Домаш сидел в дальней камере — завидев меня, он тут же вскочил с деревянных нар и вцепился в решетку.

— Слава Матери! — рыкнул он. — Я знал, я знал! Скажи этим крысам, милорд шевалье, чтобы отпустили меня!

— Уже отпустили, — сухо ответил я и повернулся к надсмотрщику. — Отпирай давай.

— Ох и сволочной тут народ, дорогой мой собрат рыцарь, даже представить ты себе не можешь, какой сволочной! — причитал Домаш, когда мы шли к выходу. — Почти сутки меня в этом клоповнике продержали и даже еды не принесли, а воду дали грязную, как задницу в ней мыли, чтоб их разорвало! Я ведь с самыми добрыми намерениями в тот бордель пришел, истинно говорю. А там не веселое заведение, пристойное для доброго досуга оказалось, а улей осиный! Девки страшные и злые, как вампиры, вино разбавленное, а тут еще этот громила ко мне с кулаками полез.
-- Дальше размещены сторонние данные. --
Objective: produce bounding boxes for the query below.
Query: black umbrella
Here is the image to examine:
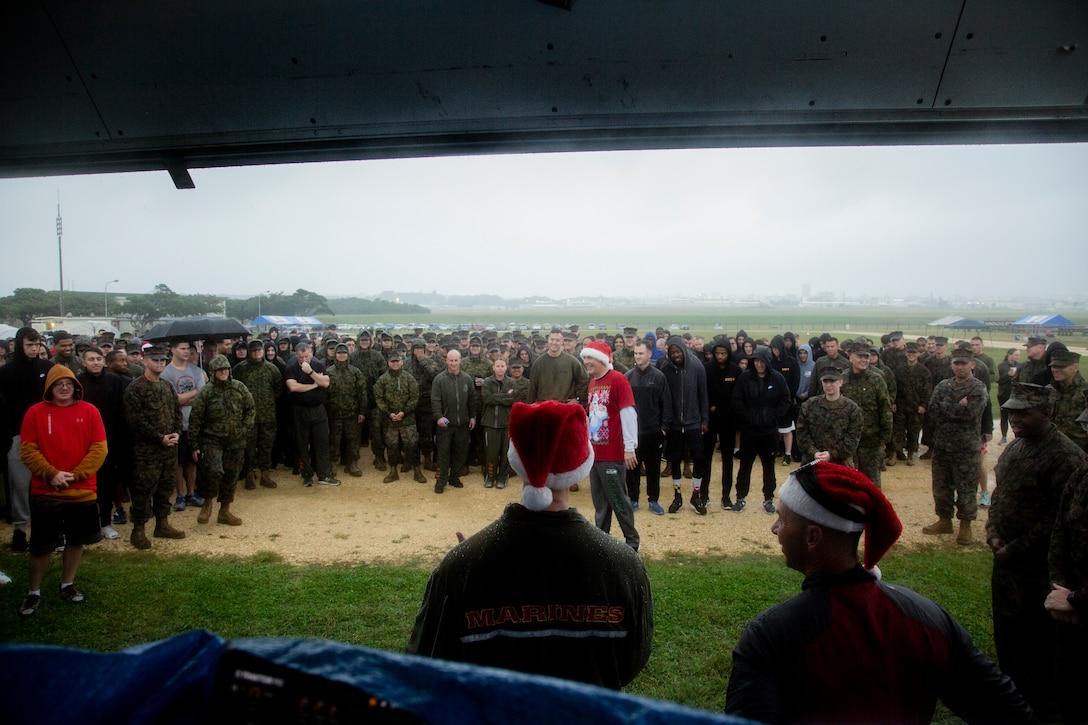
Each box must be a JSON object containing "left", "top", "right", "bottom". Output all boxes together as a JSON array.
[{"left": 144, "top": 317, "right": 251, "bottom": 342}]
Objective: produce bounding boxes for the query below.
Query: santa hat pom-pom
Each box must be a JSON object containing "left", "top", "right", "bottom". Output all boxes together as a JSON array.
[{"left": 521, "top": 486, "right": 552, "bottom": 511}]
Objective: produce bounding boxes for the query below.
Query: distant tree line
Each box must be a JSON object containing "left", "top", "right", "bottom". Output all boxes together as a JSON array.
[{"left": 0, "top": 284, "right": 431, "bottom": 330}]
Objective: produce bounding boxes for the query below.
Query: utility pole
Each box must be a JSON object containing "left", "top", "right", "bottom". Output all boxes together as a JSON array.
[{"left": 57, "top": 188, "right": 64, "bottom": 317}]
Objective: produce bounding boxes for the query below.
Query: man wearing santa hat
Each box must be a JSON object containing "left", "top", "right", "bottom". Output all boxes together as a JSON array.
[
  {"left": 407, "top": 401, "right": 654, "bottom": 689},
  {"left": 580, "top": 341, "right": 639, "bottom": 551},
  {"left": 726, "top": 462, "right": 1034, "bottom": 723}
]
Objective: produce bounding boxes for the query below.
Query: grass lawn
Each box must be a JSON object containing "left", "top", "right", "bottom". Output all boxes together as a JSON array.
[{"left": 0, "top": 546, "right": 993, "bottom": 718}]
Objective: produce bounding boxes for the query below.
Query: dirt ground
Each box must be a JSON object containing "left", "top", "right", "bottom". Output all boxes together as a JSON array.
[{"left": 55, "top": 443, "right": 1002, "bottom": 568}]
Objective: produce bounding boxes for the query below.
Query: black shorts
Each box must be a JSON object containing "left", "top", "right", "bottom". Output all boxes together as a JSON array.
[
  {"left": 177, "top": 430, "right": 193, "bottom": 466},
  {"left": 30, "top": 497, "right": 102, "bottom": 556}
]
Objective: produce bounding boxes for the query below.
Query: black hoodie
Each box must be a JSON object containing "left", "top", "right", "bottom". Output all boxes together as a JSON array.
[{"left": 0, "top": 328, "right": 53, "bottom": 428}]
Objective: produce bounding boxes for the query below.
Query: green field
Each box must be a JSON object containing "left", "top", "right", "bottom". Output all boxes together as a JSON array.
[{"left": 321, "top": 307, "right": 1088, "bottom": 348}]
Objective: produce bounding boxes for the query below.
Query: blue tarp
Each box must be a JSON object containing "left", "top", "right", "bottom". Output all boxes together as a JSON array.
[
  {"left": 250, "top": 315, "right": 324, "bottom": 328},
  {"left": 1013, "top": 315, "right": 1074, "bottom": 328},
  {"left": 0, "top": 630, "right": 742, "bottom": 725}
]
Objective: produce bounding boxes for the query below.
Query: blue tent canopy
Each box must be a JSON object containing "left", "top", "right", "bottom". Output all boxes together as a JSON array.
[
  {"left": 250, "top": 315, "right": 324, "bottom": 328},
  {"left": 1013, "top": 315, "right": 1074, "bottom": 328}
]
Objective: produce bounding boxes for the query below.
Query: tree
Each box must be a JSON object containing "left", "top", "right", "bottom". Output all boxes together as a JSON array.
[
  {"left": 118, "top": 284, "right": 220, "bottom": 330},
  {"left": 0, "top": 287, "right": 60, "bottom": 328},
  {"left": 289, "top": 287, "right": 335, "bottom": 317}
]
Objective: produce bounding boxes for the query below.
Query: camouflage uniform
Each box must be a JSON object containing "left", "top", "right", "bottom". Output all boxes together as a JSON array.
[
  {"left": 461, "top": 354, "right": 491, "bottom": 466},
  {"left": 987, "top": 427, "right": 1088, "bottom": 722},
  {"left": 839, "top": 367, "right": 891, "bottom": 487},
  {"left": 1016, "top": 358, "right": 1047, "bottom": 382},
  {"left": 892, "top": 363, "right": 934, "bottom": 455},
  {"left": 405, "top": 349, "right": 443, "bottom": 470},
  {"left": 926, "top": 377, "right": 990, "bottom": 521},
  {"left": 919, "top": 355, "right": 952, "bottom": 446},
  {"left": 1049, "top": 459, "right": 1088, "bottom": 723},
  {"left": 351, "top": 347, "right": 390, "bottom": 470},
  {"left": 124, "top": 374, "right": 182, "bottom": 524},
  {"left": 479, "top": 376, "right": 524, "bottom": 487},
  {"left": 325, "top": 355, "right": 368, "bottom": 468},
  {"left": 1050, "top": 372, "right": 1088, "bottom": 451},
  {"left": 189, "top": 367, "right": 254, "bottom": 504},
  {"left": 809, "top": 353, "right": 850, "bottom": 383},
  {"left": 796, "top": 395, "right": 865, "bottom": 468},
  {"left": 374, "top": 363, "right": 419, "bottom": 467},
  {"left": 231, "top": 359, "right": 283, "bottom": 474},
  {"left": 613, "top": 347, "right": 634, "bottom": 370}
]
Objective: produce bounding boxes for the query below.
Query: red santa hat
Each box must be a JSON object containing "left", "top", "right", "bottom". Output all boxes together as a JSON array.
[
  {"left": 507, "top": 401, "right": 593, "bottom": 511},
  {"left": 580, "top": 340, "right": 611, "bottom": 369},
  {"left": 778, "top": 460, "right": 903, "bottom": 576}
]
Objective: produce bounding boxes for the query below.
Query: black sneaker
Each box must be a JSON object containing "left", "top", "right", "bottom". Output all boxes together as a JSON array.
[
  {"left": 18, "top": 594, "right": 41, "bottom": 619},
  {"left": 61, "top": 585, "right": 83, "bottom": 604}
]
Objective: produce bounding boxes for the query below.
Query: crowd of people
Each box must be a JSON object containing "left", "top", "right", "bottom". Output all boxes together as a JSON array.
[{"left": 0, "top": 325, "right": 1088, "bottom": 722}]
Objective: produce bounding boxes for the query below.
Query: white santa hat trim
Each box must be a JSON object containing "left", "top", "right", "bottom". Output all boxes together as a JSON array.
[
  {"left": 579, "top": 341, "right": 611, "bottom": 369},
  {"left": 778, "top": 474, "right": 865, "bottom": 533},
  {"left": 507, "top": 401, "right": 594, "bottom": 511}
]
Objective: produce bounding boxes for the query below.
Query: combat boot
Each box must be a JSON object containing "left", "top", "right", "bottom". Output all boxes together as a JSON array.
[
  {"left": 215, "top": 503, "right": 242, "bottom": 526},
  {"left": 922, "top": 518, "right": 952, "bottom": 536},
  {"left": 128, "top": 524, "right": 151, "bottom": 549},
  {"left": 151, "top": 516, "right": 185, "bottom": 539}
]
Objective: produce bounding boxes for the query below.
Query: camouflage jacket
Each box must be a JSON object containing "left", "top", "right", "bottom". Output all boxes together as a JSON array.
[
  {"left": 325, "top": 363, "right": 368, "bottom": 419},
  {"left": 986, "top": 428, "right": 1088, "bottom": 578},
  {"left": 461, "top": 355, "right": 492, "bottom": 391},
  {"left": 511, "top": 378, "right": 529, "bottom": 403},
  {"left": 374, "top": 370, "right": 419, "bottom": 428},
  {"left": 480, "top": 376, "right": 517, "bottom": 428},
  {"left": 919, "top": 355, "right": 952, "bottom": 385},
  {"left": 926, "top": 377, "right": 990, "bottom": 454},
  {"left": 350, "top": 347, "right": 390, "bottom": 403},
  {"left": 1050, "top": 372, "right": 1088, "bottom": 451},
  {"left": 895, "top": 363, "right": 934, "bottom": 413},
  {"left": 1049, "top": 465, "right": 1088, "bottom": 605},
  {"left": 231, "top": 360, "right": 283, "bottom": 423},
  {"left": 808, "top": 354, "right": 850, "bottom": 381},
  {"left": 189, "top": 370, "right": 254, "bottom": 448},
  {"left": 124, "top": 376, "right": 182, "bottom": 446},
  {"left": 1016, "top": 358, "right": 1047, "bottom": 382},
  {"left": 796, "top": 395, "right": 864, "bottom": 467},
  {"left": 404, "top": 355, "right": 442, "bottom": 400},
  {"left": 839, "top": 370, "right": 891, "bottom": 448}
]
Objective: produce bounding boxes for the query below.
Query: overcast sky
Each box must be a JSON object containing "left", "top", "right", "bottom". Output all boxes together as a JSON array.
[{"left": 0, "top": 145, "right": 1088, "bottom": 297}]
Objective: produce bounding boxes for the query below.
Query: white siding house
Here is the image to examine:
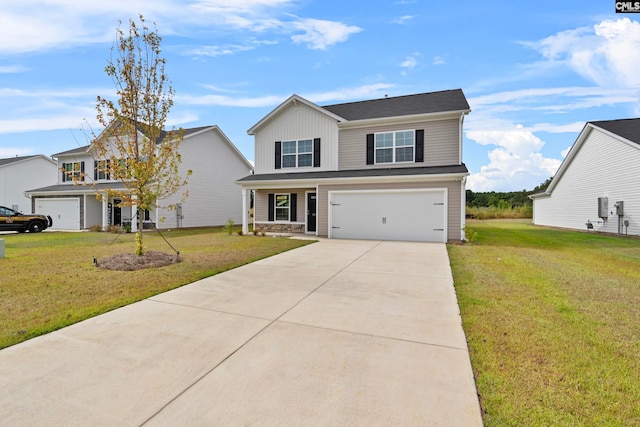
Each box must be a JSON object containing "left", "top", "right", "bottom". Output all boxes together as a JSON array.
[
  {"left": 29, "top": 126, "right": 252, "bottom": 230},
  {"left": 0, "top": 154, "right": 58, "bottom": 213},
  {"left": 531, "top": 119, "right": 640, "bottom": 235}
]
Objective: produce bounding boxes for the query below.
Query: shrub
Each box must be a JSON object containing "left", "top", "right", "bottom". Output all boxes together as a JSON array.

И что я должен был, по-твоему, делать, скажи на милость?

— Помолчи, байор, — ответил я. — Натворил дел, так имей смелость то признать.

— Ноги моей больше в этом засратом городишке не будет! — заявил роздолец. — Истинно Кал его потребно было назвать, а не Каль! Сам мимо него до конца жизни проезжать буду, и прочим расскажу.

Из-за Домаша я потерял полдня и вынужден был переночевать в замке. Спал я очень плохо, едва дождался рассвета, и еще до восхода солнца мы втроем были в седлах. По пути я заехал к аптекарю и забрал флакон с Последним Поцелуем, который тщательно завернул в корпию и спрятал на груди, под латной курткой. Всю дорогу до Левхада Домаш был мрачен и молчалив (может быть, потому что не выспался и уехал без завтрака), а мне, честно сказать, было не до него. Я думал об Элике, о Домино, и о том, что для нас всех начинаются настоящие испытания.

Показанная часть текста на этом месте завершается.